Quest for a better understanding of the biology underpinning disease development
As can be seen in the plot, BMI and High Blood Pressure are not strong predictors of diabetes. The sample size and diversity are in part responsible for this output. The dataset consists of only females belonging to one ethnic group making the sample distinct, however, pivotal for studying biomarkers specific to this ethnic group. In comparison to the findings in the studies above, entailing large and diverse samples, BMI and High Blood Pressure does not show a strong correlation to the development of type 2 diabetes as shown in the plot.
It explains why K-means clustering struggled to group the data points into Diabetic and Non-Diabetic based on the variation in these biomarkers. The nature of the disease also makes it difficult to pinpoint what specific factors are involved in the initial stages of the disease and how these factors might influence disease severity. The limitations of the dataset further complicate the identification of different factors involved considering we can only explore the variation in females belonging to the Native American ethnic group. Lastly, the sample size is insubstantial. When working with a complication such as type 2 diabetes, an algorithm would need a large and diverse dataset to identify the key components responsible for differences between diabetic and non-diabetic individuals.

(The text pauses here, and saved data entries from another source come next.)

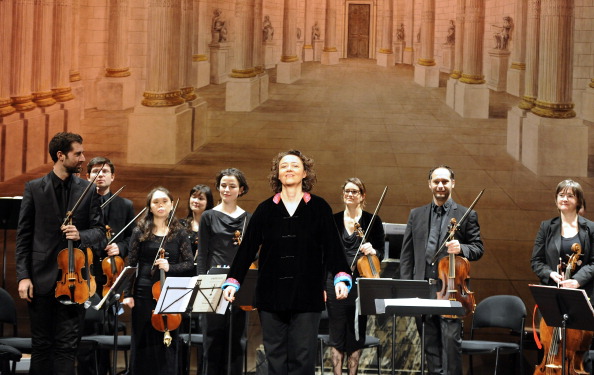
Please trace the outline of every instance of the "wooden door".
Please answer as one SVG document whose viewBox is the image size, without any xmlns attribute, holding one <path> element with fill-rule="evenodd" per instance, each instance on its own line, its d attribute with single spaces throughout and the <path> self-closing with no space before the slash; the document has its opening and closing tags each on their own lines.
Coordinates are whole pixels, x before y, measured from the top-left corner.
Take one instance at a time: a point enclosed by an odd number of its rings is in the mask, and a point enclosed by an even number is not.
<svg viewBox="0 0 594 375">
<path fill-rule="evenodd" d="M 369 4 L 349 4 L 347 57 L 369 58 Z"/>
</svg>

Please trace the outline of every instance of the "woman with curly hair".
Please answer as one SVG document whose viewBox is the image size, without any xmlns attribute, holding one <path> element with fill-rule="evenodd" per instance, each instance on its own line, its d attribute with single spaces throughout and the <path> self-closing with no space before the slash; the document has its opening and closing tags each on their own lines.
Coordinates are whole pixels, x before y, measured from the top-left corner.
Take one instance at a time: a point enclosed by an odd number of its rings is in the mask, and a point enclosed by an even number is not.
<svg viewBox="0 0 594 375">
<path fill-rule="evenodd" d="M 159 281 L 158 270 L 167 276 L 180 276 L 194 267 L 192 249 L 186 230 L 171 214 L 173 197 L 163 188 L 151 190 L 146 199 L 148 210 L 138 221 L 130 238 L 128 265 L 138 266 L 134 289 L 125 292 L 123 304 L 132 309 L 132 374 L 177 374 L 178 335 L 171 332 L 170 346 L 163 344 L 163 332 L 155 330 L 151 316 L 156 301 L 153 284 Z M 170 222 L 171 221 L 171 222 Z M 166 257 L 158 258 L 163 236 Z"/>
<path fill-rule="evenodd" d="M 326 201 L 310 193 L 313 160 L 300 151 L 278 154 L 269 176 L 274 195 L 254 212 L 223 284 L 233 301 L 259 250 L 254 306 L 260 314 L 268 374 L 313 374 L 326 273 L 344 299 L 351 275 Z"/>
</svg>

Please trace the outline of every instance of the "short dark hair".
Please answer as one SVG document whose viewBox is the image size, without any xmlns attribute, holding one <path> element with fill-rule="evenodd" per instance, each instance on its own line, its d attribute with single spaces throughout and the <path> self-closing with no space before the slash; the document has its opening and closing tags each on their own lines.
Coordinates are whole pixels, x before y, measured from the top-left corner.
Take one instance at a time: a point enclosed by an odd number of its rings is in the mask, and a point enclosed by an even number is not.
<svg viewBox="0 0 594 375">
<path fill-rule="evenodd" d="M 433 168 L 433 169 L 431 169 L 429 171 L 429 177 L 427 178 L 429 181 L 431 181 L 431 177 L 433 176 L 433 172 L 435 172 L 435 170 L 436 169 L 439 169 L 439 168 L 447 169 L 450 172 L 450 178 L 452 180 L 454 179 L 454 170 L 452 168 L 448 167 L 445 164 L 441 164 L 441 165 L 438 165 L 437 167 L 435 167 L 435 168 Z"/>
<path fill-rule="evenodd" d="M 48 145 L 49 154 L 54 163 L 58 161 L 58 151 L 67 154 L 72 151 L 72 144 L 75 142 L 82 144 L 82 137 L 75 133 L 66 132 L 60 132 L 54 135 Z"/>
<path fill-rule="evenodd" d="M 91 174 L 91 169 L 93 169 L 94 166 L 103 164 L 109 165 L 109 169 L 111 169 L 111 174 L 115 173 L 115 166 L 113 165 L 111 160 L 103 156 L 96 156 L 89 161 L 89 163 L 87 164 L 87 173 Z"/>
<path fill-rule="evenodd" d="M 196 194 L 196 193 L 201 193 L 204 194 L 204 196 L 206 197 L 206 208 L 204 209 L 206 210 L 210 210 L 211 208 L 214 207 L 214 199 L 212 197 L 212 191 L 210 190 L 210 188 L 206 185 L 196 185 L 194 186 L 191 190 L 190 190 L 190 195 L 189 197 L 192 197 L 192 195 Z M 192 216 L 192 208 L 190 207 L 190 199 L 188 199 L 188 219 L 191 219 Z"/>
<path fill-rule="evenodd" d="M 268 176 L 272 191 L 276 194 L 280 193 L 283 189 L 282 183 L 278 179 L 278 165 L 280 164 L 281 159 L 287 155 L 295 155 L 301 159 L 301 162 L 303 163 L 303 170 L 306 173 L 305 178 L 301 181 L 301 188 L 305 192 L 312 191 L 317 181 L 316 172 L 314 170 L 314 160 L 305 156 L 299 150 L 279 152 L 278 155 L 272 159 L 272 167 L 270 168 L 270 175 Z"/>
<path fill-rule="evenodd" d="M 582 185 L 574 180 L 563 180 L 559 182 L 557 189 L 555 190 L 555 201 L 557 200 L 557 195 L 559 195 L 559 193 L 567 190 L 571 191 L 577 199 L 575 212 L 578 212 L 582 207 L 585 208 L 586 201 L 584 200 L 584 190 L 582 189 Z"/>
<path fill-rule="evenodd" d="M 237 168 L 227 168 L 220 171 L 216 177 L 215 187 L 217 188 L 217 191 L 219 190 L 219 186 L 221 185 L 221 179 L 224 176 L 233 176 L 237 179 L 239 187 L 243 187 L 243 191 L 239 193 L 240 197 L 246 195 L 247 192 L 250 190 L 250 187 L 248 186 L 247 180 L 245 179 L 245 176 L 243 175 L 242 171 L 240 171 Z"/>
<path fill-rule="evenodd" d="M 356 185 L 357 188 L 359 188 L 359 193 L 361 194 L 361 197 L 363 198 L 361 200 L 361 208 L 364 208 L 365 207 L 365 203 L 366 203 L 365 202 L 365 195 L 367 194 L 367 189 L 365 188 L 365 184 L 358 177 L 349 177 L 346 180 L 344 180 L 344 183 L 342 184 L 342 191 L 343 192 L 344 192 L 344 188 L 347 186 L 348 183 L 351 183 L 353 185 Z"/>
</svg>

I wrote this blog to showcase how K-means clustering can offer additional insight in line with other in silico methods on a healthcare dataset in real life. Although the model results are not jaw-dropping or exciting, it highlights the need for good quality data — essential for machine learning’s advancement in healthcare. My biggest takeaway from working on this project was the realisation of the immense value machine learning offers in disease development. Complications such as type 2 diabetes present a unique opportunity for machine learning algorithms to identify molecules and factors swiftly compared to conventional scientific methods that generally take years. The future of machine learning within healthcare is promising. However, the rate of adoption and advancement is subject to the accessibility and usability of data.